近ごろ「ステマ」という言葉をよく耳にする。ステルスマーケティングを略したもので、宣伝とは気づかれないように宣伝活動をすることだ。たとえば、サクラを使って口コミサイトに良いことを書いてまわる。「口コミだから信頼できる情報だ」と考えるのは今や間違いだ。半分くらいは業者の書き込みだと考えた方がいい。

imageウォーターピック(口腔洗浄機)をめぐる口コミ情報もその一つだと思う。ネットでは「ウォーターピックは口臭予防に効く!」といった話題を目にすることが多く、某掲示板では定期的にこのトピックで盛り上がる。そのやりとりをまとめたサイトが興味深い(http://lifehack2ch.livedoor.biz/archives/51317556.html)。

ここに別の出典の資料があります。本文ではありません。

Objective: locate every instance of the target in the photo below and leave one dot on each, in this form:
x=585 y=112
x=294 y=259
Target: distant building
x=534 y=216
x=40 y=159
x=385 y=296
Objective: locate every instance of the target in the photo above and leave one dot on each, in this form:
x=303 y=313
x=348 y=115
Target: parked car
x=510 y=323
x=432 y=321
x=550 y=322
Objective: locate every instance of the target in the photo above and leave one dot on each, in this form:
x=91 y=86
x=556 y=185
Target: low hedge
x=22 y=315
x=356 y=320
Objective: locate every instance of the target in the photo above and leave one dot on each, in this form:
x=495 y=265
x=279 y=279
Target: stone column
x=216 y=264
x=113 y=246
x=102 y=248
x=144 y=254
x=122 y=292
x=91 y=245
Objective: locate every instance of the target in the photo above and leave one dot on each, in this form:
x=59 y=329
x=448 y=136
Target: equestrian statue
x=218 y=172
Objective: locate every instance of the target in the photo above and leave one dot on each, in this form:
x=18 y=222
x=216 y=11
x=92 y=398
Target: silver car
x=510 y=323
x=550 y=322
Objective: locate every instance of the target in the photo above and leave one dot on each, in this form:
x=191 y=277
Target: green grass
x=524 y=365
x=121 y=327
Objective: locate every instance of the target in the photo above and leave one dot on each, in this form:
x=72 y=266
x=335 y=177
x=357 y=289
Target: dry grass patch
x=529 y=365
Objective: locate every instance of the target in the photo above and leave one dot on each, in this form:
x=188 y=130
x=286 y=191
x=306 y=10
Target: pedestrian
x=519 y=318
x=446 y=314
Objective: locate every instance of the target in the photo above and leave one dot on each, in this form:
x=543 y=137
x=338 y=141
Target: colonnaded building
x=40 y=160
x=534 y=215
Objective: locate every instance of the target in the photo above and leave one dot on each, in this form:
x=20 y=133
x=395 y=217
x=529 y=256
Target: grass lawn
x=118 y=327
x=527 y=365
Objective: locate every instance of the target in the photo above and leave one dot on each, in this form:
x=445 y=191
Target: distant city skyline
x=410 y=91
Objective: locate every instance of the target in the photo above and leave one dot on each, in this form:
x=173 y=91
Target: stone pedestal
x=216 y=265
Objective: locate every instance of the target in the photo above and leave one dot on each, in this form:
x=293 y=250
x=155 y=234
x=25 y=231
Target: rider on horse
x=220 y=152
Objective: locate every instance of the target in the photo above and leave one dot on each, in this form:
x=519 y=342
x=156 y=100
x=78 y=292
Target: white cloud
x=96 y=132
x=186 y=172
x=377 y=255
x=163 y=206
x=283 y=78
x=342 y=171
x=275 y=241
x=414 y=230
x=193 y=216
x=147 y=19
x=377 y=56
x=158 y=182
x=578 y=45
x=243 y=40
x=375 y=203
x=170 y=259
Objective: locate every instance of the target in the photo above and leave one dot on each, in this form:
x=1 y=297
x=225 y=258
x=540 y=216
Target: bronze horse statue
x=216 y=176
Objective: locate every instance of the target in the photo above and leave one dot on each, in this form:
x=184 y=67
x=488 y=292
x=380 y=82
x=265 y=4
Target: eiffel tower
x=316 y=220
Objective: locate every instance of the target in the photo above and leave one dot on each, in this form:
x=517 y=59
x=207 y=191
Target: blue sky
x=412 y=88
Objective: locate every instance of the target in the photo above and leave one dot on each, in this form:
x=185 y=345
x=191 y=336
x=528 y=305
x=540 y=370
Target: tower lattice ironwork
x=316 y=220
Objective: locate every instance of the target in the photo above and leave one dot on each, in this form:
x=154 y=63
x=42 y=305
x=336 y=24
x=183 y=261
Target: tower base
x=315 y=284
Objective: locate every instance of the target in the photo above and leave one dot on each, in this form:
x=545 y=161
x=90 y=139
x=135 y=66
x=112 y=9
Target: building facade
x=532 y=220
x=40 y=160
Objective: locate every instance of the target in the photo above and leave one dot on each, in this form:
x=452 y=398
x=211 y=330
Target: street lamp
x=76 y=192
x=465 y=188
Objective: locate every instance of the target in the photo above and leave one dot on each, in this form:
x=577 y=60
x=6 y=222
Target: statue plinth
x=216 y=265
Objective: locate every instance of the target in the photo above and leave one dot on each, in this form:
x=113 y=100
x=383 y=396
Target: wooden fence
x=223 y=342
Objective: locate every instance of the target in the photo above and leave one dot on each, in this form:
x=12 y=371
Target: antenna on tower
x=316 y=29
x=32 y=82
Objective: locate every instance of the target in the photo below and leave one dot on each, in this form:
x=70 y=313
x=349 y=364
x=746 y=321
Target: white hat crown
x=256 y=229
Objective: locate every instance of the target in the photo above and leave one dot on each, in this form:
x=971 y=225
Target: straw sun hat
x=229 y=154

「食べかすがきれいにとれる」「歯周病が改善した」「口臭がなくなった」みたいな書き込みが並んでいて、「ステマ」くさい書き込みもまじっている。これだけ「効果がある」と書く人が多ければ、「もしかしたら本当に効果があるのかも。1万円くらいだったら試してみよう」という気になる人も出てきそうだ。

私もウォーターピックを買って使ってみたが、手間とお金がかかるだけで、それに見合うだけの効果はないと思う。というわけで、自分の体験も含めてウォーターピックの効果について考えてみたい。

まず、「ウォーターピックで食べかすがとれる」というのは、歯磨きがきちんとできていないだけのこと。それ以前に歯ブラシやフロスの使い方を練習すべき。私は歯ブラシとフロスの後にウォーターピックを使っていたが、食べかすがとれると感じたことは一度もない。もちろん歯ブラシ前にウォーターピックを使えば、いっぱい食べかすが出てくる。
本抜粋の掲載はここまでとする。